Arrêt du Tribunal fédéral 8C_163/2025 (f) du 15.10.2025
Remise de l’obligation de restituer les indemnités RHT indûment perçues – Bonne foi niée / 25 al. 1 LPGA – 95 al. 1 LACI
Obligation de contrôle par l’employeur de la perte de travail / 31 LACI – 46b OACI
Résumé
Une société active dans la distribution de boissons a été tenue de restituer les indemnités perçues au titre de la réduction de l’horaire de travail durant la pandémie de Covid‑19, les autorités ayant constaté l’absence d’un système de contrôle conforme des heures de travail.

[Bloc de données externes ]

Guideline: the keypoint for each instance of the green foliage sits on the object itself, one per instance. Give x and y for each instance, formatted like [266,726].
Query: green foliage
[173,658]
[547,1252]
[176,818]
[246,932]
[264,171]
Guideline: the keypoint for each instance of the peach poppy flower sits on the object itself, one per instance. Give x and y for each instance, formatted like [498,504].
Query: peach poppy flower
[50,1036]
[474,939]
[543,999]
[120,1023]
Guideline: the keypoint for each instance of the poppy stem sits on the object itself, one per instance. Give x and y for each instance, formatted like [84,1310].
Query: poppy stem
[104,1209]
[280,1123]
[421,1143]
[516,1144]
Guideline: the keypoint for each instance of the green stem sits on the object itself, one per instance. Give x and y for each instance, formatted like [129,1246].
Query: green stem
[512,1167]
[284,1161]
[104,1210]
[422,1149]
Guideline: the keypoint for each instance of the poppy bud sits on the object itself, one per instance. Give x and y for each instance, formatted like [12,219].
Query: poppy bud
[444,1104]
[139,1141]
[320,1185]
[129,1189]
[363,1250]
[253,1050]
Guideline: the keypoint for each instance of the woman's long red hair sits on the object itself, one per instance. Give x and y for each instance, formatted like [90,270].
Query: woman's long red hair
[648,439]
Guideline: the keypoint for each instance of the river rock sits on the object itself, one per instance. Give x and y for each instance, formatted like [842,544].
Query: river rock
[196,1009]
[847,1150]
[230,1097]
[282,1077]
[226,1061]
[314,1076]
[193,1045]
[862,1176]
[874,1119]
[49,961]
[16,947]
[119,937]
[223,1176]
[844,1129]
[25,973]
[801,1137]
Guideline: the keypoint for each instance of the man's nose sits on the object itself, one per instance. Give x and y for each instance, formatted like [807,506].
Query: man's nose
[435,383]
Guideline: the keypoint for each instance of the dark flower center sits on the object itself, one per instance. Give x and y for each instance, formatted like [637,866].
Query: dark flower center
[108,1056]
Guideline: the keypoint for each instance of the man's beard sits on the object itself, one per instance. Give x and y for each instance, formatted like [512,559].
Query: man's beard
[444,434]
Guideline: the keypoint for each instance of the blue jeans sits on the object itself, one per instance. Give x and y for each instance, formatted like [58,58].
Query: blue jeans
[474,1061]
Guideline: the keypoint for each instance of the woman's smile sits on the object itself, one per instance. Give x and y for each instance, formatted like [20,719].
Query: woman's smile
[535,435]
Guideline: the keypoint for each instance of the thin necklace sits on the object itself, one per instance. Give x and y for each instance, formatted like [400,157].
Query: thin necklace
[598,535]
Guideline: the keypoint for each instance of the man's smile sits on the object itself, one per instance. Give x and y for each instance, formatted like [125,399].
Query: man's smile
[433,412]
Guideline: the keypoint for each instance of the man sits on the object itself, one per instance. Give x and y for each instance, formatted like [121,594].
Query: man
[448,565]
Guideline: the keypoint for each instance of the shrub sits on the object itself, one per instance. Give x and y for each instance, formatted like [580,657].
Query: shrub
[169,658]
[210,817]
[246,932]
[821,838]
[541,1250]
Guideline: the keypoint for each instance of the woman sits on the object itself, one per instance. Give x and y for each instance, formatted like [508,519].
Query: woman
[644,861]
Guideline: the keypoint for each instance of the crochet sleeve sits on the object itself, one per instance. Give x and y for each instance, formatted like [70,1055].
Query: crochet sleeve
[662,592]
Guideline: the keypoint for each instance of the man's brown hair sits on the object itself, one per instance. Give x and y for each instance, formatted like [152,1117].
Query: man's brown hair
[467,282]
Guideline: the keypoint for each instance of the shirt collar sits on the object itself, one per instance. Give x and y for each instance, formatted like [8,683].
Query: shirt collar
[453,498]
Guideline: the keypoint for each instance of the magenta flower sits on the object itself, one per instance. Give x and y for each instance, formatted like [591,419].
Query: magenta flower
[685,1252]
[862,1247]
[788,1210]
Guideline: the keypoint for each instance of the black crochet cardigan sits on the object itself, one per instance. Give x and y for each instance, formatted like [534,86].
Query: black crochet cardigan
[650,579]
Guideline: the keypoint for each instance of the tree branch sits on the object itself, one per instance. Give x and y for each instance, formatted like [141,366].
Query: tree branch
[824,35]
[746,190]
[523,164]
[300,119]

Le Tribunal fédéral a confirmé le rejet de la demande de remise de l’obligation de restituer, considérant que l’entreprise, informée de ses obligations, avait fait preuve d’une négligence grave excluant sa bonne foi.
Faits
La société A.__ Sàrl, inscrite au registre du commerce depuis 2002 et active dans la distribution de boissons, a obtenu de la Direction générale de l’emploi et du marché du travail du canton de Vaud (DGEM) l’octroi d’indemnités pour réduction de l’horaire de travail (RHT) entre le 16.03.2020 et le 12.09.2021, en lien avec la pandémie de Covid‑19.

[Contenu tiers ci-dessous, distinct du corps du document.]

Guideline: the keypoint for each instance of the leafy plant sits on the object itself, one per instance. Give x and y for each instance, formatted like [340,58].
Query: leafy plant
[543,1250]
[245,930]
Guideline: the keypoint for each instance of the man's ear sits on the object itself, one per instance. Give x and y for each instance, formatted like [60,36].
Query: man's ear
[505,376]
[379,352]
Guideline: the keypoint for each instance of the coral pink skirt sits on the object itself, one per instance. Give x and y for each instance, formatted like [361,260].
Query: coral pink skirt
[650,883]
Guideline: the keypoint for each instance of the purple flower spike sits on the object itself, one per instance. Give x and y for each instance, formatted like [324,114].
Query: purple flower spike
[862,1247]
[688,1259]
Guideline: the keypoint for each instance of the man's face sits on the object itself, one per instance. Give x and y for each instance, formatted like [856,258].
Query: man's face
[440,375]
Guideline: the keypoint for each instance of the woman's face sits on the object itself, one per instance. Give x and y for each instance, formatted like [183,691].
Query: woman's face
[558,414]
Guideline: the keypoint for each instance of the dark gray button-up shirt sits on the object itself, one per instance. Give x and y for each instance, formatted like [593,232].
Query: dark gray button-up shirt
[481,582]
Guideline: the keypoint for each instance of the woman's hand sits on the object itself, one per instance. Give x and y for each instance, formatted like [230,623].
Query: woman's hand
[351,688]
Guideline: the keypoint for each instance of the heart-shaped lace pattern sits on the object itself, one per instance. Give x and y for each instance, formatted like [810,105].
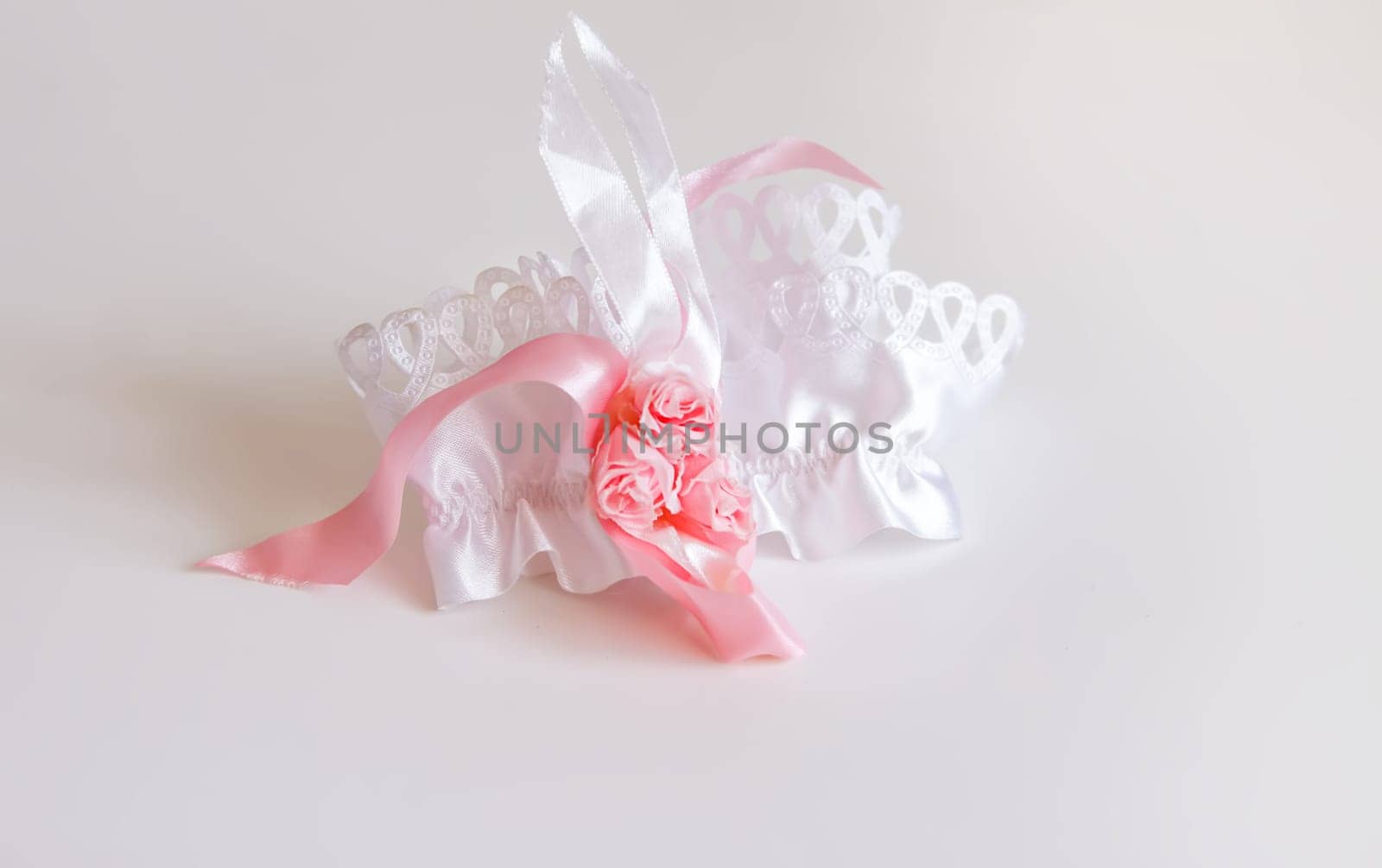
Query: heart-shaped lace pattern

À la suite d’un contrôle, le Secrétariat d’État à l’économie (SECO) a constaté diverses irrégularités et, par décision du 25 septembre 2023, a exigé la restitution de CHF 199’049.90 versés à tort pour la période de mars 2020 à mai 2021. Le SECO a relevé notamment que certaines demandes concernaient des heures de travail ou des salaires sans rapport avec ceux qui auraient dû être pris en considération, que des heures perdues avaient été revendiquées pour des jours fériés ou à l’égard de collaborateurs sous le coup d’un arrêt de travail ou d’un délai de résiliation, que des heures perdues avaient été revendiquées sans tenir compte des heures de travail effectivement réalisées, et que la société ne disposait d’aucun système de contrôle du temps de travail.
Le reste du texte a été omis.